Hugh Son puqloD Hugh at qeylIS.net
Thu Feb 27 12:19:08 PST 2020


> On Feb 27, 2020, at 13:30, mayqel qunen'oS <mihkoun at gmail.com> wrote:
> 
> Transliterate for me the word "saducees", and then tell me that there's a way for *anyone* reading the transliteration to understand.
> 
> And I will repeat what I asked earlier in this thread, but *noone* replied:
> 
> If one reads the word "saducees" and doesn't understand he can look it up. But where can he look up its' transliteration ?

It’s a proper noun, i.e., a name that identifies a particular person, place, animal, thing, group, etc. It doesn’t matter what particular form it takes as long as it takes a consistent form. I didn’t know what “saducees” was out of context and had to look it up (it seems that a more common spelling is Sadducees”), as you say, but the “out of context” part is very important here. You don’t need to understand what a name means. You only need to recognize that it refers to someone or something specific, and the same someone or something specific throughout the text whenever it appears.

Within the context of the text, it would be clear that “Sadducees”, or whatever they end up being called, are a group of people. Within that same text, we would know about who they are based on how they are described and how they behave. Even “Sadducees” is a transliteration from the Greek Σαδδουκαιος which in turn is a transliteration from the Hebrew צדוקים. Would you read an English bible where every time a proper name appeared it was in a different script?

Yes, transliterating a name makes it harder to find more information about whoever or whatever that name belongs to beyond the context of wherever that name appears. If somebody transliterates a name like “Sadducees” for a Klingon translation of the Bible into something like {SaDyuSIS} if they’re working with the English version of the name, {SaDDuqayoS} if they’re working with the Greek version of the name, or {SaDDuqIm} if they’re working with the Hebrew version of the name, then they won’t be able to find text outside of that Klingon Bible translation where people talk about them in Klingon because hardly anybody talks about the Bible in Klingon compared to the number of people who talk about it in English, Greek, or Hebrew. But for the purposes of comprehension *within the text itself*, it doesn’t matter what they’re called as long as they’re called the same thing every time they are mentioned.

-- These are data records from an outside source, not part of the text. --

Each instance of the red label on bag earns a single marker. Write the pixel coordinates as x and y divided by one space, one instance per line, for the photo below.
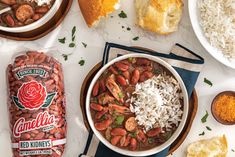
37 105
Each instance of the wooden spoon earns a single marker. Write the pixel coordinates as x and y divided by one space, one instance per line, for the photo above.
217 118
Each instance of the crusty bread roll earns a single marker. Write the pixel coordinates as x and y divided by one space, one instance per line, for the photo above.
214 147
160 16
93 10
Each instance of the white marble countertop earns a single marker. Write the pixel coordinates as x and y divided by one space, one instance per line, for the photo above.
111 31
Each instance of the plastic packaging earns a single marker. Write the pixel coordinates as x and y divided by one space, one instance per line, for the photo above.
36 102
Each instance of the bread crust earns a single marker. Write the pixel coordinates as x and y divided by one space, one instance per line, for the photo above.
93 10
153 16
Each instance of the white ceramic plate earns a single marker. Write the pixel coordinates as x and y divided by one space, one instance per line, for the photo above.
36 24
194 14
158 148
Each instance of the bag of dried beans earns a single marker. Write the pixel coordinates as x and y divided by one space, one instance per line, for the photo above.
36 102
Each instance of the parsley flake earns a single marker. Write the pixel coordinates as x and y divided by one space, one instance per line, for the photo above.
208 82
62 40
202 134
204 118
72 45
208 128
65 56
73 32
122 14
81 62
84 44
119 120
136 38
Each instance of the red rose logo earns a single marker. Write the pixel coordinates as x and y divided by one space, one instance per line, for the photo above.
32 95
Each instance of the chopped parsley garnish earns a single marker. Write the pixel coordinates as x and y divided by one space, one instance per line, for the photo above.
150 140
103 118
133 135
84 44
72 45
208 128
130 59
122 14
66 56
73 33
120 95
81 62
202 134
119 120
135 38
204 118
62 40
208 82
118 103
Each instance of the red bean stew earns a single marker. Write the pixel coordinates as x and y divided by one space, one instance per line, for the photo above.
23 12
111 113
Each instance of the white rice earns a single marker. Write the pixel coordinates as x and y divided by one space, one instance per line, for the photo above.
218 23
156 103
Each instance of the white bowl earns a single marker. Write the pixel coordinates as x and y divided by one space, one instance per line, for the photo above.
37 23
158 148
194 14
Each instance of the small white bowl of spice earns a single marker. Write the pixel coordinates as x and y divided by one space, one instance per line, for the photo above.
27 15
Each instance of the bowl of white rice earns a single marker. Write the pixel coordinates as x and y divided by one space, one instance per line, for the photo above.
213 22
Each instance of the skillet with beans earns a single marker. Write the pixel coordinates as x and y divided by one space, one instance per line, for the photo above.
23 12
110 105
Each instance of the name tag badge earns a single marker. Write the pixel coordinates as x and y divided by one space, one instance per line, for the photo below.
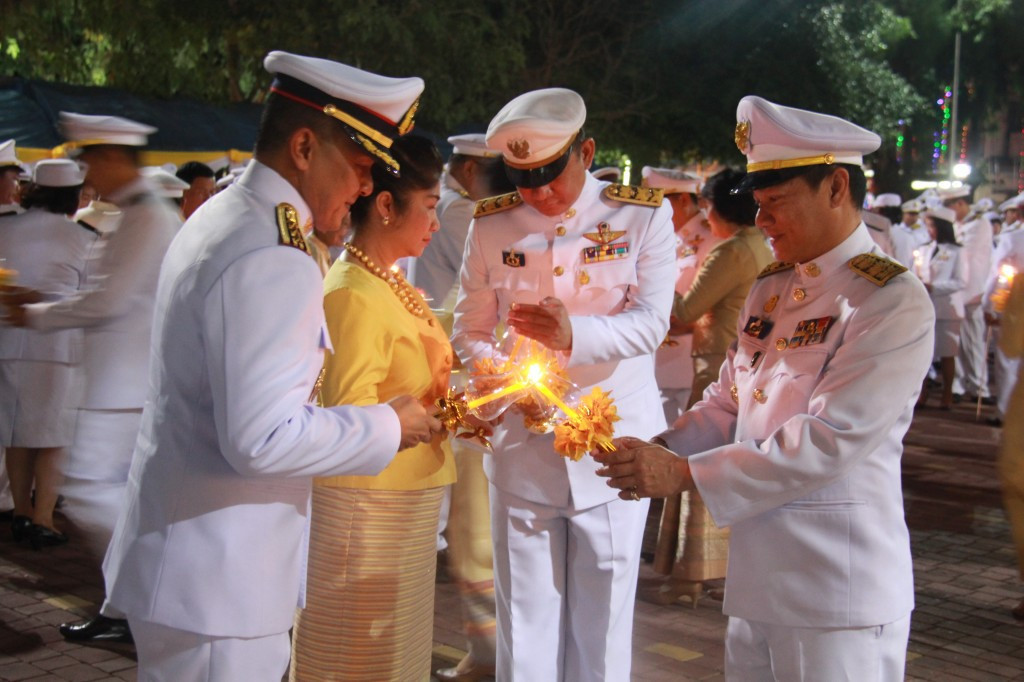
758 328
605 252
810 332
514 258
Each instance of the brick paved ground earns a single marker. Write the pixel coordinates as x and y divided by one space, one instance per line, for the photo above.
966 584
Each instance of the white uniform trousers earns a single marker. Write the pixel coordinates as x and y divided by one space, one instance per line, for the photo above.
972 368
168 654
1004 375
96 472
6 501
762 652
564 586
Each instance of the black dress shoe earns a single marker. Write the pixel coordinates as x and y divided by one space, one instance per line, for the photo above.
41 537
97 629
20 527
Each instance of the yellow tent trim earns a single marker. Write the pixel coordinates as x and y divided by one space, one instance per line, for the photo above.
153 157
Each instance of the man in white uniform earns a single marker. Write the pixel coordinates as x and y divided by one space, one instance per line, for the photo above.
797 448
587 269
673 364
975 236
474 172
115 308
208 555
10 168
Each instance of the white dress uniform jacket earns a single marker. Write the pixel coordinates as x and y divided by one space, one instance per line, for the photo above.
947 278
797 448
49 253
976 238
436 270
212 537
116 304
673 364
619 310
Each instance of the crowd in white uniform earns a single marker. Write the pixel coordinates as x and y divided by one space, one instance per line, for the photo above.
207 558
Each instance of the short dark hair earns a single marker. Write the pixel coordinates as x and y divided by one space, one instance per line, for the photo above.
944 232
894 213
190 170
421 169
814 175
739 209
282 117
54 200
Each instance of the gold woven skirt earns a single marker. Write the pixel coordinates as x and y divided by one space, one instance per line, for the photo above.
370 593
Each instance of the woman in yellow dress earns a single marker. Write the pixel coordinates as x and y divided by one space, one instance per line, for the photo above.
370 590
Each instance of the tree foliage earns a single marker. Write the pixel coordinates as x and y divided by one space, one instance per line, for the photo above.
660 78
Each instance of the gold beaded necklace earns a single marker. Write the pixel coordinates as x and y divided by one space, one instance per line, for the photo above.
401 289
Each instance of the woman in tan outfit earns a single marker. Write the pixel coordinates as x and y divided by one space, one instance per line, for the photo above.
690 548
1011 461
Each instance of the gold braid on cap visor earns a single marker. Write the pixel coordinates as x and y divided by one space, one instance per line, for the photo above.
827 159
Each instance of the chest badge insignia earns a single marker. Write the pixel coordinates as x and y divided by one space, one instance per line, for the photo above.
604 233
810 332
513 258
758 328
605 250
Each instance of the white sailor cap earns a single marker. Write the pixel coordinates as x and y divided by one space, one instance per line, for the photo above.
609 173
939 211
375 110
472 144
535 133
8 156
101 216
83 130
887 200
948 194
1013 203
57 173
672 180
168 184
780 141
983 204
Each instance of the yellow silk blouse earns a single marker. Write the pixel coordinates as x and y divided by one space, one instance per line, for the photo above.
382 350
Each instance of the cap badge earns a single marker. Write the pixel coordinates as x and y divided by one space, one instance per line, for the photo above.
742 135
519 147
604 233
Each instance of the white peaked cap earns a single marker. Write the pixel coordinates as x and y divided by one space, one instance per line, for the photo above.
939 211
671 179
472 144
374 109
775 137
888 200
168 184
101 216
537 127
86 130
57 173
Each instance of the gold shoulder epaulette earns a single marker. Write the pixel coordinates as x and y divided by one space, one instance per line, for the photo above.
493 205
288 226
877 269
633 195
772 268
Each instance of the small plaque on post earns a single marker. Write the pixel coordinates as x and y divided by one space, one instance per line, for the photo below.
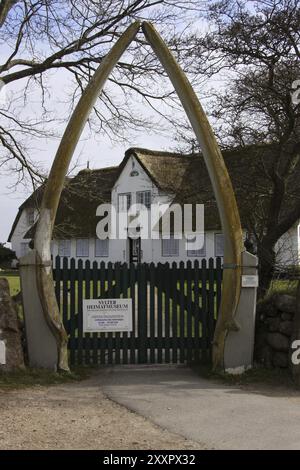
249 280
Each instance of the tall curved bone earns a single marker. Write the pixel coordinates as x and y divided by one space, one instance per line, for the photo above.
54 186
223 191
217 171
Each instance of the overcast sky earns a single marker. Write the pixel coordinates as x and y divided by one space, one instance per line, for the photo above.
96 149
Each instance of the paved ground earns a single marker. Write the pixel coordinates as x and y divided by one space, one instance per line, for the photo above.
77 416
214 415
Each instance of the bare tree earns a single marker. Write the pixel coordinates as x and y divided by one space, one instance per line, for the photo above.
42 37
254 48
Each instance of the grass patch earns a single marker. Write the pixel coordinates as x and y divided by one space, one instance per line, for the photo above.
283 287
257 375
30 377
13 281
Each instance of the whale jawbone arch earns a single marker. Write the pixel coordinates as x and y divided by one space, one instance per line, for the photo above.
219 177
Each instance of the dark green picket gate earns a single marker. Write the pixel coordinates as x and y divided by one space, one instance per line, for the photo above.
174 310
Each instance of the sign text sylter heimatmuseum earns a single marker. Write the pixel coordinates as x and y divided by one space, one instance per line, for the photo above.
107 315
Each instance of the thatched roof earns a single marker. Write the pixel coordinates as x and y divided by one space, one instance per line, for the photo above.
183 175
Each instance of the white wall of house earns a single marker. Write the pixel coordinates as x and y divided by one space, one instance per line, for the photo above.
133 179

Yes, for a beginner it would probably be difficult to recognize that it’s a name, and some time would likely be wasted in figuring that out, but for anybody with a reasonable grasp of grammar and vocabulary, everything surrounding the name and the oddness of the word in general should make it quite obvious what it is. The usefulness of being able to look up the word “Sadducees” only exists because there’s already a lot of existing discussion regarding that name in English. If somebody were translating a very new or more obscure text where a proper name occurs, and nobody on the internet has discussed a particular name from that text, searching for that name would be just as unhelpful regardless of whether or not it was translated.

If I read the Bible in Spanish, find a proper name I’m not familiar with (for this example let’s use María, even though everybody would know this name), should I be upset that when I try to look up this name I don’t get any information from people discussing the English Bible?